# Machine Learning Engineer Nanodegree - Final Project
This Notebook contains the final project for Udacity's Machine Learning Engineer Nanodegree.

## Project: TGS Salt Identification Challenge - Kaggle Competition
Link: https://www.kaggle.com/c/tgs-salt-identification-challenge

# Table of Contents

#### **0.[References](#References)**

#### **1.[Objectives and Motivation](#Objectives)**

#### **2.[Introduction to Semantic Segmentation](#Introduction)**

#### **3.[Project Description](#Description)**

#### **4.[Methodology](#Methodology)**

#### **5.[Neural Network Architecture](#Architecture)**

#### **6.[Here is where the code Starts](#Code)**

#### **7.[Discussion](#Discussion)**

# References

   1 - Really good Semantic Segmentation material <br>
        https://github.com/tangzhenyu/SemanticSegmentation_DL <br>
        
   2 - Segmentation models with pre loaded weights and different backbones <br>
        https://github.com/qubvel/segmentation_models/tree/master/segmentation_models <br>
        
   3 - Introduction to geophysis and base code for this model <br>
        https://www.kaggle.com/jesperdramsch/intro-to-seismic-salt-and-how-to-geophysics <br>
   
   4 - Semantic Segmentation explained <br>
       https://www.mathworks.com/help/vision/ug/semantic-segmentation-basics.html <br>
       
   5 - Unet model <br>
       http://blog.qure.ai/notes/semantic-segmentation-deep-learning-review <br>
       
   6 - Inception V3 model <br>
       https://codelabs.developers.google.com/codelabs/cpb102-txf-learning/index.html?index=..%2F..%2Findex#1 <br>
       
   7 - Sebastian Thrun's article <br>
       https://cs.stanford.edu/people/esteva/nature/ <br>

# Objectives

This Notebook contains the final project for Udacity's Machine Learning Nanodegree. The motivation to work with Deep Learning in the final project is to dig deep into Machine Learning Solutions.
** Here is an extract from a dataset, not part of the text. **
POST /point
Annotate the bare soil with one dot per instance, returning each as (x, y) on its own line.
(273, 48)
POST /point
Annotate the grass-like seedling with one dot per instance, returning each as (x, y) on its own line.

This project has the following main objective:
- Develop a Neural Network architecture and implement it

## Specific Objectives
The Specific Objectives for this project are:
- To participate of my first Kaggle challenge
- Attain knowledge on Deep Learning and Semantic Segmentation
- Understand Salt Segmentation
- Generate insights of how work with geophysics
- Test the Neural Net

# Introduction
## Semantic Segmentation Algorithms and Papers

Segmentation is essential for image analysis tasks. Semantic segmentation describes the process of associating each pixel of an image with a class label, (such as flower, person, road, sky, ocean, or car).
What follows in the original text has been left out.